For detailed description of contour guidelines, see Brouwer et al. (18) and Christianen et al. (21)
Abbreviations: NTCP: normal tissue complication probability; Dmean: mean dose; Dmax: maximum dose; PCM: pharyngeal constrictor muscle; RO: radiation oncologist.

Cochlea

Cochleas were delineated in 40% of cases (59% with ICG vs 26% without). Disagreement of contours was small, although 3 RO delineated the entire petrous part of the temporal bone, one of whom used the ICG (Supplementary Fig. 4b) and 2 who did not use the ICG delineated a region that did not contain the cochlea in one patient each (Supplementary Fig. 4c).

Glottic area

It was delineated in 48% of cases by RO who used the ICG compared to 29% of RO who did not.
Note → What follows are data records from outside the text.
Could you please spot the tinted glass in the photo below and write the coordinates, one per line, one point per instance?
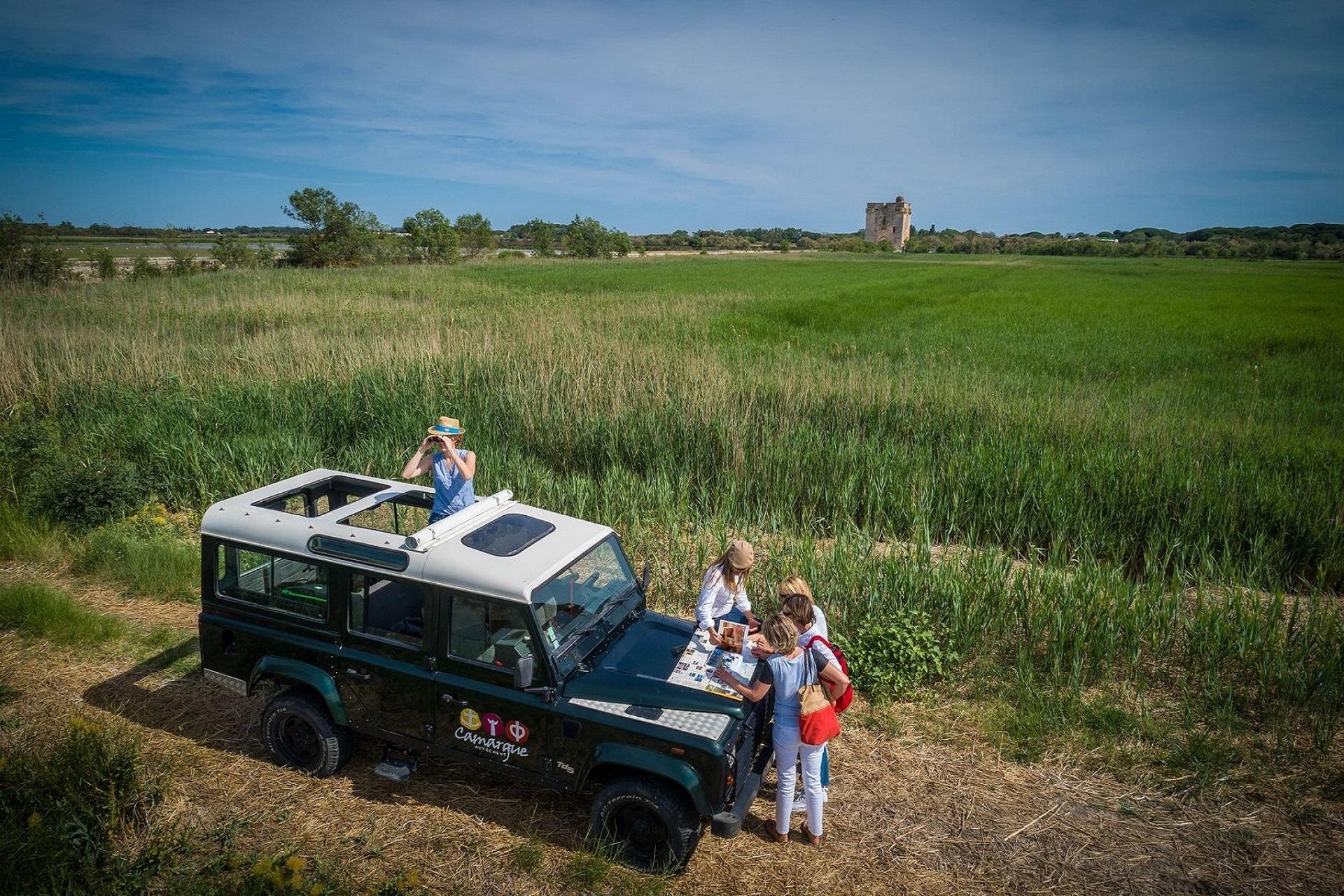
(274, 582)
(568, 602)
(387, 609)
(508, 535)
(489, 631)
It was delineated more in patients with oropharyngeal tumours (58%) than in patients with laryngeal, supraglottic or hypopharyngeal tumours (22%). Two RO delineated the entire larynx starting caudal of the hyoid bone and included the thyroid cartilage and arytenoids. One RO included part of the supraglottic larynx, another included the arytenoids and a third included both. Three RO delineated the glottic area according to the ICG, and all three confirmed using the guidelines in the survey (Supplementary Fig. 4d + e).

Mandible

Vast majority (89%) of the submissions included a delineation of the mandible (96% with ICG vs 83% without). There were minor differences on visual inspection compared to OARref although sometimes the teeth were included as well (Supplementary Fig. 4f). One RO did not include the mandibular condyles and coronoid process.

Oral cavity

Two thirds (68%) of the submissions included the oral cavity (70% with ICG vs 66% without). Two RO included the teeth (one used the ICG), and one RO who used the ICG included the buccal mucosa (Fig. 3b). The cranial border was consistently selected as the mucosa of the hard palate, but the posterior and caudal border showed more variation (Supplementary Fig. 4 g). One RO excluded the posterior part of the tongue, and another the base of tongue.

Parotid glands

The parotid glands (PGs) were delineated most often by all RO. Only one right parotid gland was not delineated by one RO for an unknown reason. At the anterior border the masseter and pterygoid muscles were sometimes included and at the medial border the digastric muscle (Fig. 3b + Supplementary 3 h). The cranial and caudal borders varied up to a few slices.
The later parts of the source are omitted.